Every call your business receives is full of useful information, like what customers are complaining about, why a deal stalled, or whether a rep handled a tough conversation well.
But there are always so many fires to put out when you’re running a business. You probably don’t have time to analyze dozens of calls.
Adding AI to phone calls fixes that. Instead of manually reviewing recordings, you get instant summaries, searchable transcripts, and patterns. You can quickly see why your close rate dropped last quarter, or which support issue keeps coming up week after week.
Eighty-three percent of small businesses already use AI at work. Over half of them do this to improve efficiency, and 40% to improve their decision-making. If you’re looking to modernize and stay ahead of the competition, this article outlines five key steps for using AI to analyze phone calls with Quo. And if you still need to get buy-in from your team, we’ll highlight several important reasons why AI call analysis is crucial for growing brands.
How does AI call analysis work?
AI call analysis uses a few core technologies to analyze customer interactions. Here’s how that plays out in practice:
- AI uses real-time transcription. Using speech recognition technology, the tool converts speech to text.

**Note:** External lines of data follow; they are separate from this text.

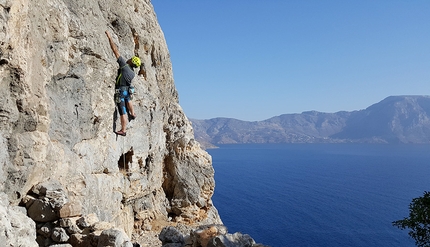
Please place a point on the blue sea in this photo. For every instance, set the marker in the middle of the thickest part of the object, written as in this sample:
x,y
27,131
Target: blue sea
x,y
319,195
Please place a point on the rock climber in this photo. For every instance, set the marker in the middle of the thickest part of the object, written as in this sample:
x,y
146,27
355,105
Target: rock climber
x,y
123,86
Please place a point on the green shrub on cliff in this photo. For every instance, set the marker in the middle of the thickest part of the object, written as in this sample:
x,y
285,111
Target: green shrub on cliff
x,y
418,221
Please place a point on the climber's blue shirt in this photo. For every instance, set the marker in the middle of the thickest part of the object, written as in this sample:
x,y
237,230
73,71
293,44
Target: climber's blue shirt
x,y
125,73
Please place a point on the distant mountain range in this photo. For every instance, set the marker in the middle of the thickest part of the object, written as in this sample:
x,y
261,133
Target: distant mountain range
x,y
396,119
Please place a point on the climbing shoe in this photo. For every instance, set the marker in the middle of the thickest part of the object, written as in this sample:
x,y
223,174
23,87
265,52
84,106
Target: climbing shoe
x,y
121,133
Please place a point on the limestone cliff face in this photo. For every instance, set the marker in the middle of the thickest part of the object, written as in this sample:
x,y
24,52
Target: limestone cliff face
x,y
57,114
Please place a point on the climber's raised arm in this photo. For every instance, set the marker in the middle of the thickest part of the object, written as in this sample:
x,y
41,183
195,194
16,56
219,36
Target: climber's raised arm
x,y
112,45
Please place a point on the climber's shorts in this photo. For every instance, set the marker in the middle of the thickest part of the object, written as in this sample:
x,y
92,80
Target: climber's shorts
x,y
122,100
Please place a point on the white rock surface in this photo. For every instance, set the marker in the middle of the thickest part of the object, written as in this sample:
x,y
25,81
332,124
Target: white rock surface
x,y
57,74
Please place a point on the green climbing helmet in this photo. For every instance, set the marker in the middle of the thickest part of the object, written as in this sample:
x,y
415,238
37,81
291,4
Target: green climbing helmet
x,y
136,61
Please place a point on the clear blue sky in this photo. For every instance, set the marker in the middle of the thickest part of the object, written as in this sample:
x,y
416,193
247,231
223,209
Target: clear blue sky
x,y
254,59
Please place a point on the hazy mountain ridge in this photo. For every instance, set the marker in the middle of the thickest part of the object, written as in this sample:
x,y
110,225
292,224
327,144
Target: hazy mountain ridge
x,y
396,119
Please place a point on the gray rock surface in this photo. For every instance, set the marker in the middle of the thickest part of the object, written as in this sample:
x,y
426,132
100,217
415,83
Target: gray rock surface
x,y
16,229
57,118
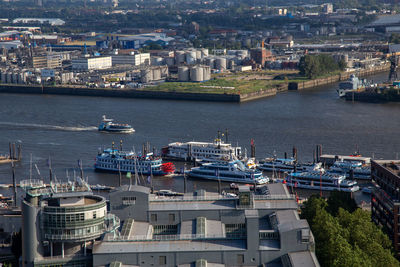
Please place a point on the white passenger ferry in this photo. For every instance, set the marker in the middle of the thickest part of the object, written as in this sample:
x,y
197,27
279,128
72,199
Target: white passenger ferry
x,y
232,171
352,169
113,160
188,151
320,180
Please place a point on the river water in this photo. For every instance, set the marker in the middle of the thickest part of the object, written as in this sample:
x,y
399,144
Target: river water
x,y
65,128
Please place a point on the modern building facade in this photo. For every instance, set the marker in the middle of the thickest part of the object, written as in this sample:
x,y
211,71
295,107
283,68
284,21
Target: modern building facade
x,y
91,63
385,198
207,229
60,223
135,59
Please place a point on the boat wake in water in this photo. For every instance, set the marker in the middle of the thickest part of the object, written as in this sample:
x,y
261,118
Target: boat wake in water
x,y
49,127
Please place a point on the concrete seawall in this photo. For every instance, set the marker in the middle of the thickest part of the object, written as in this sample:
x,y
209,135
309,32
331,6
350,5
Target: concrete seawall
x,y
336,78
133,93
125,93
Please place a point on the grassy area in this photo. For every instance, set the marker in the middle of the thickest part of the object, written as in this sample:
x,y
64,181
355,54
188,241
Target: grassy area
x,y
243,83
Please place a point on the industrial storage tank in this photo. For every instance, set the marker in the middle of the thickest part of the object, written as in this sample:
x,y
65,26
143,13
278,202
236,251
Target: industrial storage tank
x,y
15,77
191,57
180,57
156,74
220,63
156,61
204,52
170,61
206,73
210,62
196,74
183,73
9,77
146,75
231,64
198,54
3,77
164,71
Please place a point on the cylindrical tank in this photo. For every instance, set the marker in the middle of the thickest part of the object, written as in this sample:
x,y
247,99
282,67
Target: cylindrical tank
x,y
146,75
180,57
156,74
220,63
204,52
191,57
164,71
210,62
15,78
156,61
196,74
206,73
183,74
9,77
198,54
170,61
231,64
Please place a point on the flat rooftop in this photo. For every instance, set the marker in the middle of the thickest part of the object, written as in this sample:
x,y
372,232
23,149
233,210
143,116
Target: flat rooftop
x,y
127,247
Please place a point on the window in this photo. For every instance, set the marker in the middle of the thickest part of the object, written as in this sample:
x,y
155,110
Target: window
x,y
162,260
128,201
240,259
171,217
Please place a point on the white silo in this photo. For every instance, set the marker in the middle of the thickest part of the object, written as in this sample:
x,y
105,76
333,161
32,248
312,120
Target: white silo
x,y
196,74
191,57
9,77
206,73
204,52
156,61
220,63
170,61
146,75
183,74
180,57
198,54
164,71
3,77
156,74
210,62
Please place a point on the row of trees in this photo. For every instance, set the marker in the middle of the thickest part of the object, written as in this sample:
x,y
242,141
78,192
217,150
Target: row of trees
x,y
313,66
345,235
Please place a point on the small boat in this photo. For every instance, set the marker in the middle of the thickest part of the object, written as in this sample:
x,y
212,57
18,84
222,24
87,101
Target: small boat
x,y
352,169
321,180
351,85
107,125
367,190
232,171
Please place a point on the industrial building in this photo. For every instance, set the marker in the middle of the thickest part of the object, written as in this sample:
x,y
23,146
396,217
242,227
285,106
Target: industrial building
x,y
135,59
91,63
47,61
385,198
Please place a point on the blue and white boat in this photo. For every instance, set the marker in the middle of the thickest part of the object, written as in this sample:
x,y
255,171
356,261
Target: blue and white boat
x,y
277,164
231,171
113,160
321,180
352,169
107,125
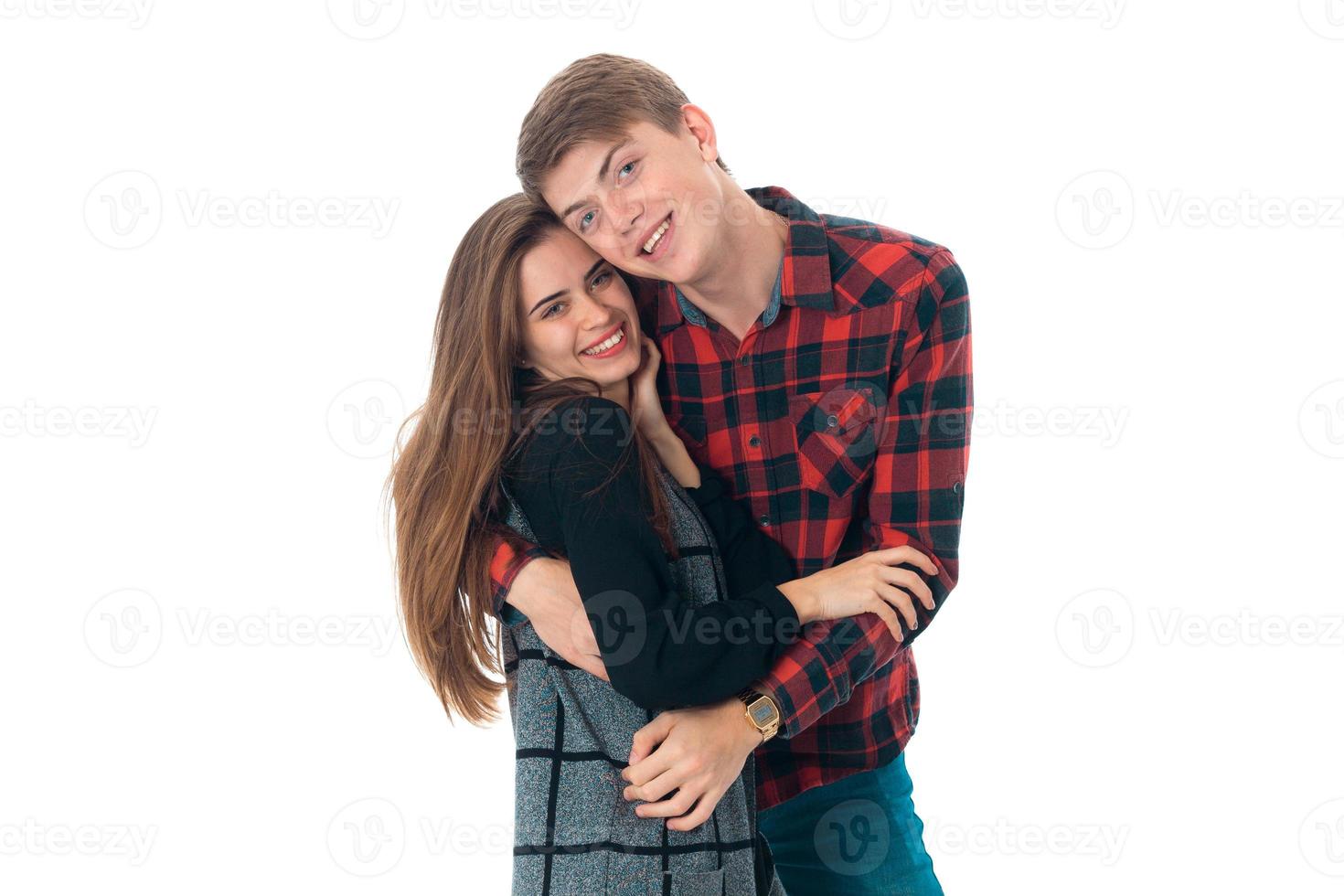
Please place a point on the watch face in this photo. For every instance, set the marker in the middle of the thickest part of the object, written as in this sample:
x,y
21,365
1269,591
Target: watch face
x,y
761,712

It accounts for accents, interruptions, and crosstalk.
- AI reads the conversation for meaning. Using NLP, it analyzes tone, sentiment, and intent, picking up on frustration, buying signals, or unresolved issues.
- The tool surfaces patterns across all your calls. Instead of one call at a time, AI compares across dozens or hundreds to spot recurring objections, complaints, or drop-off points.
- Insights land where your team already works. Summaries, tags, and alerts flow into your phone system. When you integrate a phone solution like Quo with your CRM, Slack, or email, you’ll also see your AI call summaries there.
How to use AI to analyze phone calls with Quo this week
Ready to get ahead of the competition and stay there?
Here’s the step-by-step process to turn phone conversations into valuable customer insights.
Step 1: Get a phone system that supports AI call analysis
You could use standalone call recording AI tools like Otter or Rev AI. However, this will add extra work to your already full plate. You’d need to upload call recordings into the app, which becomes less scalable as your business’s call volume grows.
What about automating the upload with tools like Zapier? While this could save some time, it’d require adding yet another app to your expanding tech stack. Plus, if something goes wrong, manual troubleshooting could eat up your time.

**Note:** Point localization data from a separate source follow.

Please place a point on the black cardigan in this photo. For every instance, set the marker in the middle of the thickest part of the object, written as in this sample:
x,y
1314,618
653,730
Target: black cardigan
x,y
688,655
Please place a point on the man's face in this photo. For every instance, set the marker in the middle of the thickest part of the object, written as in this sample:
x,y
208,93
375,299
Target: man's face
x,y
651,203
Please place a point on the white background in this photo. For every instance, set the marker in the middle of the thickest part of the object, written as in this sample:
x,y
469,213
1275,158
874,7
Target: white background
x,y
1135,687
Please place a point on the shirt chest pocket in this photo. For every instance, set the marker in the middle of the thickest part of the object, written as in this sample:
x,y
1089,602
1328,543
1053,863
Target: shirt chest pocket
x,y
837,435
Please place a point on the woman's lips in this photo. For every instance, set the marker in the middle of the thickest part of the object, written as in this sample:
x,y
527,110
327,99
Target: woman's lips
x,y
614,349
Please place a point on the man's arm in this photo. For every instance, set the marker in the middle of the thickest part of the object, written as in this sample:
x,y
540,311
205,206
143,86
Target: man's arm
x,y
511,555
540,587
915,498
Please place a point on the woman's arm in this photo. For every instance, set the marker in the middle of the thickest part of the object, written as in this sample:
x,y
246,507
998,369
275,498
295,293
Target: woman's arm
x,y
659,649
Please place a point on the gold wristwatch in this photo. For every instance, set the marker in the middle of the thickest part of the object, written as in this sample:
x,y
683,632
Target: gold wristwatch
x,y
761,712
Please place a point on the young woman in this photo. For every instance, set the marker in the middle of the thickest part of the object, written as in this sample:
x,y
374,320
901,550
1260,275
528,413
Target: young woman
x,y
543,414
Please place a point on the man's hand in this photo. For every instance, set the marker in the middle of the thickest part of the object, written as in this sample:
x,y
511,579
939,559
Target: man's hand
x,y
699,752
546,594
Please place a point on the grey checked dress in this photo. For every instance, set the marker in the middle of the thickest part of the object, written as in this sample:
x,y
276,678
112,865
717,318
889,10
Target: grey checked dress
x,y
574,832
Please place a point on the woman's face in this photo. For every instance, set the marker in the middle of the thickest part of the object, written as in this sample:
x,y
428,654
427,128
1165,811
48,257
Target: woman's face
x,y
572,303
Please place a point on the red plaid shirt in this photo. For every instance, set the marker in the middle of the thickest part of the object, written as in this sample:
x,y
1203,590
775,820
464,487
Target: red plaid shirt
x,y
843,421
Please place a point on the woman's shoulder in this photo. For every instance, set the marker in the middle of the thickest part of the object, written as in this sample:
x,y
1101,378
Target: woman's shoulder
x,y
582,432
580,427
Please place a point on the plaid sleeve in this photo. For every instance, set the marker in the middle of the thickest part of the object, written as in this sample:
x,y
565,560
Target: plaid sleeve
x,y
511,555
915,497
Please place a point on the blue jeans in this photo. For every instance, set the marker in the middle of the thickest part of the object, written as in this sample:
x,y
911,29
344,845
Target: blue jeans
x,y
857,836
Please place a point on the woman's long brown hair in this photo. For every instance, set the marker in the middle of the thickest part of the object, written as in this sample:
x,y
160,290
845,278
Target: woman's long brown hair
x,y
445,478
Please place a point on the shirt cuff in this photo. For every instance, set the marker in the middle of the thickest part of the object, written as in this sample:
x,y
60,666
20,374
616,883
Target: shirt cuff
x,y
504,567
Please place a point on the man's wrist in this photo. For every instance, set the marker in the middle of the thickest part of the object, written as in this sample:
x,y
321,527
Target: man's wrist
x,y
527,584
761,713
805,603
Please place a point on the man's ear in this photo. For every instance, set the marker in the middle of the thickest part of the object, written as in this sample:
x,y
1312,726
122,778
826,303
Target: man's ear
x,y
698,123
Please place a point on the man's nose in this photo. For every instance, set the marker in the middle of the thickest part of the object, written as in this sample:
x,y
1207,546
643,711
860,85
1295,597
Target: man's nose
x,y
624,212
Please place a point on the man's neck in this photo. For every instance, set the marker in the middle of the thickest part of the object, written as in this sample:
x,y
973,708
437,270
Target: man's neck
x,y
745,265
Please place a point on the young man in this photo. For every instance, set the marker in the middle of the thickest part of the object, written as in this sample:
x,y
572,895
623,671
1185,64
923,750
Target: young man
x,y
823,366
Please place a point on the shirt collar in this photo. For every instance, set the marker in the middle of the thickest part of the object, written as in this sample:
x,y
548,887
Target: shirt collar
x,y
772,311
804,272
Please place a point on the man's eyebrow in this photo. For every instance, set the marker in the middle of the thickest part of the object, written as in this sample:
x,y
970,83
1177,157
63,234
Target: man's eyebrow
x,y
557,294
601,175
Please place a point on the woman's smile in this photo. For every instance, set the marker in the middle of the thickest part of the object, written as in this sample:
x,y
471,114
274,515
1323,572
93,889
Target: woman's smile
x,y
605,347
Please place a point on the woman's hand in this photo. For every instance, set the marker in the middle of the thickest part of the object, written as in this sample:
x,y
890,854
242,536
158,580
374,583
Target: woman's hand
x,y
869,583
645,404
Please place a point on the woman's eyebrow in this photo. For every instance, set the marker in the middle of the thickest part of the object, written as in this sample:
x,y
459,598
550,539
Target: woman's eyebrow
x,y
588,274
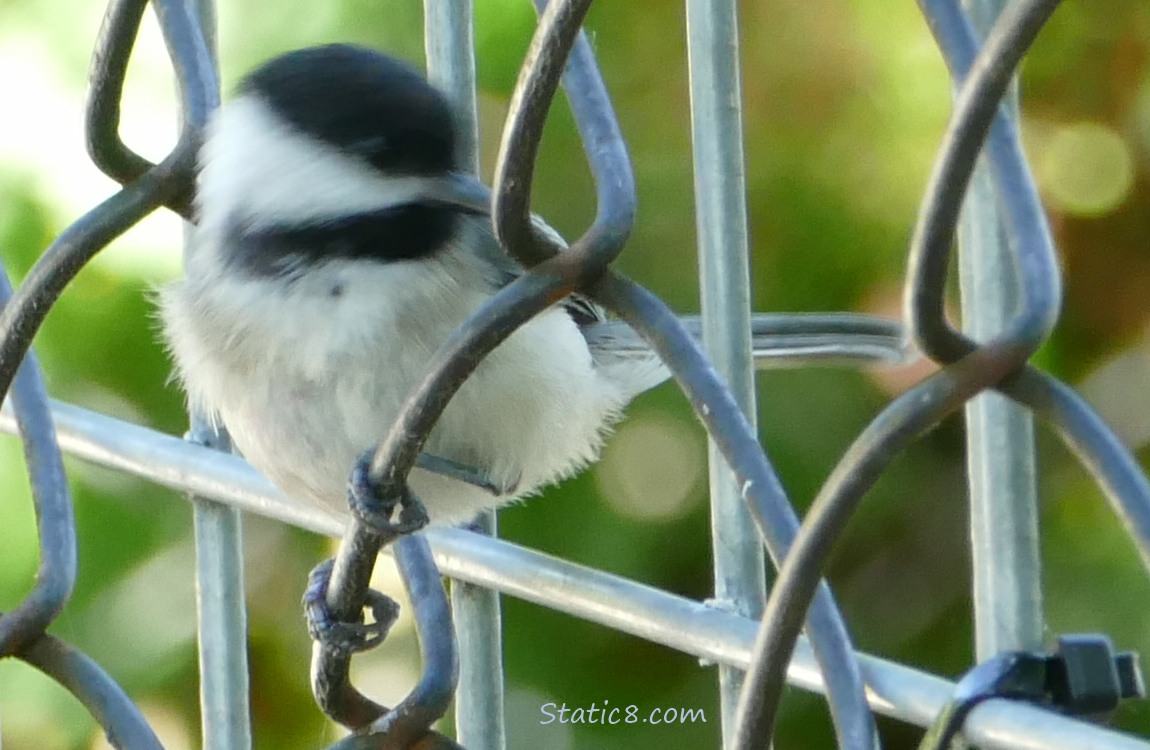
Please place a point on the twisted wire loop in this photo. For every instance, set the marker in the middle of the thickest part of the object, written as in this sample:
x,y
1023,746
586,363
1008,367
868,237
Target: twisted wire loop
x,y
968,367
146,186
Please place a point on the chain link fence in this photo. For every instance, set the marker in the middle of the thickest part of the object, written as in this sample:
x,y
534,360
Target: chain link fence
x,y
1011,292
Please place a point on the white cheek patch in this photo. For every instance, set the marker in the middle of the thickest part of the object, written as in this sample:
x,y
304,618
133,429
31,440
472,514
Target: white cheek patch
x,y
258,170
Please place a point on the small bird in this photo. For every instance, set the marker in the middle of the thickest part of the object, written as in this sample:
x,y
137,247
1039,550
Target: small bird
x,y
337,245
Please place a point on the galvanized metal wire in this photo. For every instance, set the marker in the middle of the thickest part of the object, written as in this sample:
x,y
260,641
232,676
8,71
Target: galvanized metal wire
x,y
745,487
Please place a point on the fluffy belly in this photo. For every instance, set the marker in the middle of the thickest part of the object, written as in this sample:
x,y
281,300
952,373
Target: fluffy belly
x,y
534,412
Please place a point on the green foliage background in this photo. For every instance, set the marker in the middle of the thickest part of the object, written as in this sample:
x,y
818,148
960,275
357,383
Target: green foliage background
x,y
844,105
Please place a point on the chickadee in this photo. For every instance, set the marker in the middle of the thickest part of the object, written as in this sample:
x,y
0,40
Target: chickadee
x,y
337,246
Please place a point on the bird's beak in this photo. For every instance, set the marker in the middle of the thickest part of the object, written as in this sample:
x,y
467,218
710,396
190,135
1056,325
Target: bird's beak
x,y
464,191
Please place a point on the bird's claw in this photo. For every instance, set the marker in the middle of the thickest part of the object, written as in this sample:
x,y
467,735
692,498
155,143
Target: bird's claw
x,y
337,635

A more efficient approach is to invest in a VoIP phone system like Quo. Quo automatically records calls and analyzes voice call sentiment with AI. You’ll find everything in the same conversation box, too. No need to switch between multiple tools. Just press record — or set it to auto-record — and you’re good to go.
Which brings us to the next point:
Step 2: Switch on call recordings and transcriptions
Before AI can do its thing, your calls need to be recorded and transcribed.
There are two ways to record phone calls for your business: on-demand and automatically.
On-demand call recording is what it sounds like: tapping a button on your phone, computer, or tablet to capture specific parts of a call. Automatic call recording removes the manual effort. You don’t have to remember to turn it on. The tool records every call … well … automatically.
That’s what makes automatic call recording ideal for any busy business owner. If you’re using a VoIP system like Quo, you can turn on auto-recordings on the Business or Scale plans.

The next step is enabling AI-powered call summaries and transcripts. This creates searchable records for future reference. In Quo, our AI model transcribes audio, extracts key insights, and summarizes action items to help you prioritize next steps.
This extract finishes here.